- Church: Roman Catholic
- Diocese: Dublin
- See: Cell Ausaille
- Appointed: 5 March 2024
- Predecessor: David G. O'Connell (Cell Ausaille) Raymond Field and Éamonn Walsh (Dublin)
- Previous posts: Vicar general, Episcopal vicar, Secretary to the council of priests and Assistant vocations director of the Archdiocese of Dublin Parish priest of Wicklow, Kilbride and Barndarrig Chaplain at St Mark's Community School Teacher at Coláiste Dhúlaigh

Orders
- Ordination: 22 June 1986
- Consecration: 26 May 2024 by Dermot Farrell

Personal details
- Born: 16 April 1958 (age 68) Drimnagh, Dublin, Ireland
- Parents: Joe and Sheila Roche
- Alma mater: St Patrick's College, Maynooth Holy Cross College, Clonliffe

= Donal Roche =

Irish Roman Catholic priest (born 1958)

Donal Roche (born 16 April 1958) is an Irish prelate of the Catholic Church who has been the auxiliary bishop of Dublin and the titular bishop of Cell Ausaille since 26 May 2024.

== Early life and education ==
Roche was born in Drimnagh, Dublin on 16 April 1958, one of seven children to Joe Roche and his wife Sheila. He attended both primary and secondary school at Drimnagh Castle CBS.

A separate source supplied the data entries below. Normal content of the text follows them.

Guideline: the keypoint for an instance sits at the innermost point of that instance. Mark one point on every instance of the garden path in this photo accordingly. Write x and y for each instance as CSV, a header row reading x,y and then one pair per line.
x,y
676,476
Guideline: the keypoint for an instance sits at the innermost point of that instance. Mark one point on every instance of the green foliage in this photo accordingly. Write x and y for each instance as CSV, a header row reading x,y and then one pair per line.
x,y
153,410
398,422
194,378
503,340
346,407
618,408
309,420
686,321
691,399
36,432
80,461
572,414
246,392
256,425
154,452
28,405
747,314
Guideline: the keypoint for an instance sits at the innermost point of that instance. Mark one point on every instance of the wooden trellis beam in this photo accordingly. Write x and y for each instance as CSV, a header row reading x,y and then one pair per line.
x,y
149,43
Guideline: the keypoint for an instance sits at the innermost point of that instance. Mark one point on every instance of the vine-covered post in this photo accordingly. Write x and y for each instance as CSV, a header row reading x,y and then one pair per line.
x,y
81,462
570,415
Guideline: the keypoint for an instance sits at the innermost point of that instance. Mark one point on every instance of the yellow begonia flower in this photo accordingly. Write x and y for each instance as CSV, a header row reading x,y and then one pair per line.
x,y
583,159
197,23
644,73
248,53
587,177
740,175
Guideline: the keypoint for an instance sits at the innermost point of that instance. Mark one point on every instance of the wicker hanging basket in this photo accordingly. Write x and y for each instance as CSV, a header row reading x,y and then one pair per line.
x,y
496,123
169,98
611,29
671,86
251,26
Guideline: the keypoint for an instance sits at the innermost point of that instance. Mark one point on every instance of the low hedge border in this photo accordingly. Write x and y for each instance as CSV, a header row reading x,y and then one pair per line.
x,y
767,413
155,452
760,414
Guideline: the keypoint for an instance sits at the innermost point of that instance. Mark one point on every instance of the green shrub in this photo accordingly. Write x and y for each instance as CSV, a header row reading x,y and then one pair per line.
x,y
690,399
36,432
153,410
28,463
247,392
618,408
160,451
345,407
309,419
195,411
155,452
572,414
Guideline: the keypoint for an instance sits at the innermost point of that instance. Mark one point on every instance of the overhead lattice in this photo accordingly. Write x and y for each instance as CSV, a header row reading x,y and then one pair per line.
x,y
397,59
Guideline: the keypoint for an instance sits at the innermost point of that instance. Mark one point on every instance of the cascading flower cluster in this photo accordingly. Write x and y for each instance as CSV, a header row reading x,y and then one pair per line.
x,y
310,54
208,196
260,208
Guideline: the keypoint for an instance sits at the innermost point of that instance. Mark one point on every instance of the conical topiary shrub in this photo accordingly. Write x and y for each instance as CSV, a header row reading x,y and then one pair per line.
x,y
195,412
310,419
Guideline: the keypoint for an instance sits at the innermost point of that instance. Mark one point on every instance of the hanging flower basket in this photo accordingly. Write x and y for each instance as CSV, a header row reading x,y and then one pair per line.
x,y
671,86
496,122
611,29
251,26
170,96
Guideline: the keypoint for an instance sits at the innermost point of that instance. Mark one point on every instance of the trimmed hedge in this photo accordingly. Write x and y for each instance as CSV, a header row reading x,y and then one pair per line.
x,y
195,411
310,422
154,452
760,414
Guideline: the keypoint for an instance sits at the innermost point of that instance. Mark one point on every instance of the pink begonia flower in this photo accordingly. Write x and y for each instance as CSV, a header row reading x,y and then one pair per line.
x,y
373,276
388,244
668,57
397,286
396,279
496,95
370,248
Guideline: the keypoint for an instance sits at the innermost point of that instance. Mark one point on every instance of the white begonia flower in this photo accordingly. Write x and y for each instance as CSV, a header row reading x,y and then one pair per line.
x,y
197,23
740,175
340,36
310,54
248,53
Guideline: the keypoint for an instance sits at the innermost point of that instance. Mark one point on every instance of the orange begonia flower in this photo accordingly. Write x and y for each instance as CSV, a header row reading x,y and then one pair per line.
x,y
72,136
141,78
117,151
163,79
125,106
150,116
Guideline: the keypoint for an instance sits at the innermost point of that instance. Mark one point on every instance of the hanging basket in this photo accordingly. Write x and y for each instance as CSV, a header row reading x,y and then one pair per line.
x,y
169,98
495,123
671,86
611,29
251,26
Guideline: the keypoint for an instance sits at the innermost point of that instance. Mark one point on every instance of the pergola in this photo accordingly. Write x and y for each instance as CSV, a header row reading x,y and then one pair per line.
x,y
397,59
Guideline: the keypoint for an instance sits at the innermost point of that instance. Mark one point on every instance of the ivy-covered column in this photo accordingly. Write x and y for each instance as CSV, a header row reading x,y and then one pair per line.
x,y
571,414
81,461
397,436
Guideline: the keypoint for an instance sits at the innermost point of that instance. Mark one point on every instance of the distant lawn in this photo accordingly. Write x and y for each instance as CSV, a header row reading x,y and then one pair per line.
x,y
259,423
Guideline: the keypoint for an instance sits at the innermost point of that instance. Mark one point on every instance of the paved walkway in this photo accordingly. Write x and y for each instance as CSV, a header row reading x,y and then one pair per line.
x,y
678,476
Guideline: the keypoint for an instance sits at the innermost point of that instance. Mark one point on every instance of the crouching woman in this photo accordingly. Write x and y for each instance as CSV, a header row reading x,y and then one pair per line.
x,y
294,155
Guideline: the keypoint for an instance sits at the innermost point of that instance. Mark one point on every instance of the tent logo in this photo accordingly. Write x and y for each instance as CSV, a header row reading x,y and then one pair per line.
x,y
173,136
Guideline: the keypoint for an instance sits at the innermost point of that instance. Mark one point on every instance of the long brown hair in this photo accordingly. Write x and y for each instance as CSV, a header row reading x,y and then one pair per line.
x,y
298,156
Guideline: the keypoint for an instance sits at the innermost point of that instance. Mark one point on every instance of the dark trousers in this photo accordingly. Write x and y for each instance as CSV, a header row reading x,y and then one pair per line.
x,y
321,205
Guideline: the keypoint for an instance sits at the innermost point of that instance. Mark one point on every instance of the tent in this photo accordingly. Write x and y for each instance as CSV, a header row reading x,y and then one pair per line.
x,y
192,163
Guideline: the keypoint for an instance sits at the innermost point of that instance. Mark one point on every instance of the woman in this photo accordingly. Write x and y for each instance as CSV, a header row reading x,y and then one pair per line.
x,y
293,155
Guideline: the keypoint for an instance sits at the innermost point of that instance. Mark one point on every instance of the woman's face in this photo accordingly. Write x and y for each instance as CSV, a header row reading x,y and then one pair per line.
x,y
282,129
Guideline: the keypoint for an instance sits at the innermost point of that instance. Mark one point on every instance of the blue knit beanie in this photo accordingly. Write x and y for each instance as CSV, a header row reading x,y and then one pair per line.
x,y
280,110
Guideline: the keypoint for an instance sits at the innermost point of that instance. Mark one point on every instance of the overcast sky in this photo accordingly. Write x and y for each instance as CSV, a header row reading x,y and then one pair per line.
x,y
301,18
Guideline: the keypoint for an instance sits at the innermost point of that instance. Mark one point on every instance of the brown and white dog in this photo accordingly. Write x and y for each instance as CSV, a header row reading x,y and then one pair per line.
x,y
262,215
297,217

Roche worked for four years as a clerical officer in Dublin County Council, before entering Holy Cross College in 1980 to study for the priesthood. He subsequently completed a Bachelor of Theology in St Patrick's College, Maynooth.

Roche was ordained a priest for the Archdiocese of Dublin on 22 June 1986.

== Presbyteral ministry ==
Following ordination, Roche's first diocesan assignment was as a priest-teacher in Coláiste Dhúlaigh, Coolock. He was appointed diocesan advisor for religious education in primary schools in 1992, before his appointment five years later as chaplain to St Mark's Community School, Tallaght. During this period, Roche also spent six years as assistant diocesan vocations director.

His first pastoral assignment was as curate in Lucan South parish, Lucan in 2005, before being appointed co-parish priest in Lucan South the following year.

Roche was appointed administrator in Wicklow and Rathnew in 2012, during which time he was also appointed administrator in Kilbride, Barndarrig and Brittas Bay for a four-year period. In an interview with The Irish Catholic in 2022, he stated that while the local community had been "very welcoming" to newcomers, there was concern and anxiety over the recent influx of asylum seekers into Wicklow.

Roche was subsequently appointed parish priest of Wicklow, Kilbride and Barndarrig in 2022. In another interview with The Irish Catholic in 2023 following the arrival of a large number of asylum seekers in Wicklow, he insisted that in spite of "understandable" concerns about housing and homelessness, Irish people were still welcoming towards asylum seekers, particularly when meeting them face-to-face.

Roche was appointed moderator in Cabinteely and Johnstown-Killiney in 2023, with additional responsibility for the developing suburb of Cherrywood.

In addition to his pastoral assignments, Roche has served as secretary to the diocesan council of priests since 2011. He was appointed episcopal vicar in 2019, with responsibility for the deaneries of Donnybrook, Dún Laoghaire, Bray and Wicklow, before being subsequently appointed diocesan vicar general in 2021. Roche is also a fluent Irish speaker, who has celebrated Mass and administered the sacraments in Irish throughout the Archdiocese of Dublin.

== Episcopal ministry ==
Roche was appointed auxiliary bishop-elect of Dublin and titular bishop of Cell Ausaille by Pope Francis on 5 March 2024. His appointment will involve supporting the Archbishop of Dublin, Dermot Farrell, in his role of leading the archdiocese through the synod on synodality. Following his appointment, Roche commended the commitment and faith of both priests and laity in the archdiocese in "challenging times".

In an interview with The Irish Catholic in March 2024, he opined that the Catholic Church must do more to reach out to young people suffering from anxiety, adding that the Easter message of Christ's victory over death is an opportunity to bring them a message of hope in a "much more secular culture" that was being greatly influenced by social media.

Roche was scheduled to be consecrated on 26 May 2024 in St Andrew's Church, Westland Row, Dublin.